Here are the details of Private Bethany Smith's case.


Now, Mr Gay and Right, how in the hell can you, of all people, condemn this girl? We should all offer her compassion, but you, sir, why are you so callous? 


You've never suffered at the hands of homophobic rednecks? You've never been tormented? Beaten up? Left for dead? How about your partner? If you say nothing ever happened to you or your partner after coming out, you must be very lucky.


What if it were your partner going through what Bethany Smith is going through? Wouldn't you do everything you can to protect him as he would protect you?


Are that gung-ho gaga over the Military and the wars in the middle east or are you just trying to impress your buddies over at Romper Room (blogging tories)? 


It must be hard being an oddity in Romper Room; I read the comments at your page; hard not fitting in, isn't it?


At least, you only have to contend with some ignoramous red neck bloggers over at that board. 


This poor girl must contend with far worse with nowhere to turn. It must be a terrible lonely feeling.


Oh and to appeal to your conservative sensibilities; it's  not like the girl is sitting at home collecting welfare. She is working at a call centre in Ottawa.


I hope this girl gets to stay in Canada or if she must return to the U.S., she can get her discharge. Everyone deserves to feel secure. She deserves our compassion, not condemnation.

6 comments:

Patrick Ross said...

It seems to me that -- while I reject unconditionally sheltering US war enlisted war resisters in Canada -- the judge made the right decision in this case.

Smith serving at Fort Campbell and the beating death of Mitchell would be immaterial were it not for the threats Smith reportedly received (although physical evidence of a written threat would be nice to have for this case).

Although I'm less comfortable with insinuation that the Board rejected Smith's application due to homophobia -- it's poor form for a judge to accuse another legal office of being bigoted.

CK said...

Patrick, while most who do go to war know that geting killed is a risk, however, it is not a certainty. With Pte. Smith, death would have been a certainty had she gone overseas as I pointed out in my posting. Her own country isn't helping her which is why she looked for help here.

We used to be known as a compassionate nation; one of the qualities that separated us from Americans.

I realize it's been on the decline in recent years, but it sure would be nice to have it back again.

Patrick Ross said...

Ugh. Is there any remote possibility that you could have said anything more nonsensical?

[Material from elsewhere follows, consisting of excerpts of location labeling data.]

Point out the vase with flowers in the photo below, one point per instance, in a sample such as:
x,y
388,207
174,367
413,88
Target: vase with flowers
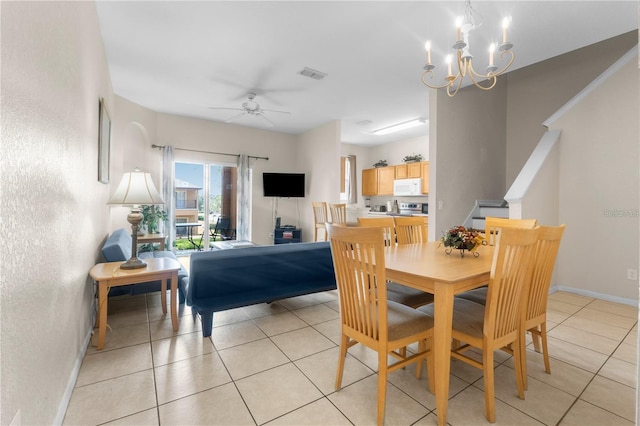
x,y
462,239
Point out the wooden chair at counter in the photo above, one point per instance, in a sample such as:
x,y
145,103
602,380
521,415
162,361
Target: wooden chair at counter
x,y
410,229
497,324
366,316
338,213
493,224
320,218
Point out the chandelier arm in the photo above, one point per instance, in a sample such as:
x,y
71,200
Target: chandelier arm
x,y
451,95
506,67
424,74
473,74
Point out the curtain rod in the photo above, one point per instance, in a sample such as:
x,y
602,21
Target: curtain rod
x,y
211,152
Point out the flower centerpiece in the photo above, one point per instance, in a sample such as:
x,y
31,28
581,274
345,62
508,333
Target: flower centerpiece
x,y
462,239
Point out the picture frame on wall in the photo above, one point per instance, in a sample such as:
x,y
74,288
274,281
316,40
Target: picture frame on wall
x,y
104,142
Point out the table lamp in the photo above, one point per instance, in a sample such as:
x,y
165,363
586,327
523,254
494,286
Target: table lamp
x,y
135,188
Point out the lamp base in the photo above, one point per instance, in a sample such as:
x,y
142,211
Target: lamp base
x,y
133,263
134,218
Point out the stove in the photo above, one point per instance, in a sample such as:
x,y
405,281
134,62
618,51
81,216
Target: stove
x,y
409,208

In war, death is always a possibility -- and a strong one. It is never a "certainty".

CK said...

In her case it would have been. I already illustrated why it would be a certainty for her. Hello? Homophobic superiors deliberately sending her to dangerous assignments; her own colleagues killing her and making it look like an accident?

Sparky said...

Even under the most dangerous conditions, death is never certain. Not even in war.

To attempt to argue otherwise is, quite frankly, stupid.

CK said...

Oh Sparky, I bet you're for sending every refugee claimant back to their respective hell holes without getting the full story, are you?

I already explained how her fate would be sealed if deployed in my post.

What? Her serving with non homophobic soldiers and equally as tolerant superiors are not likely scenarios given what she faced state side.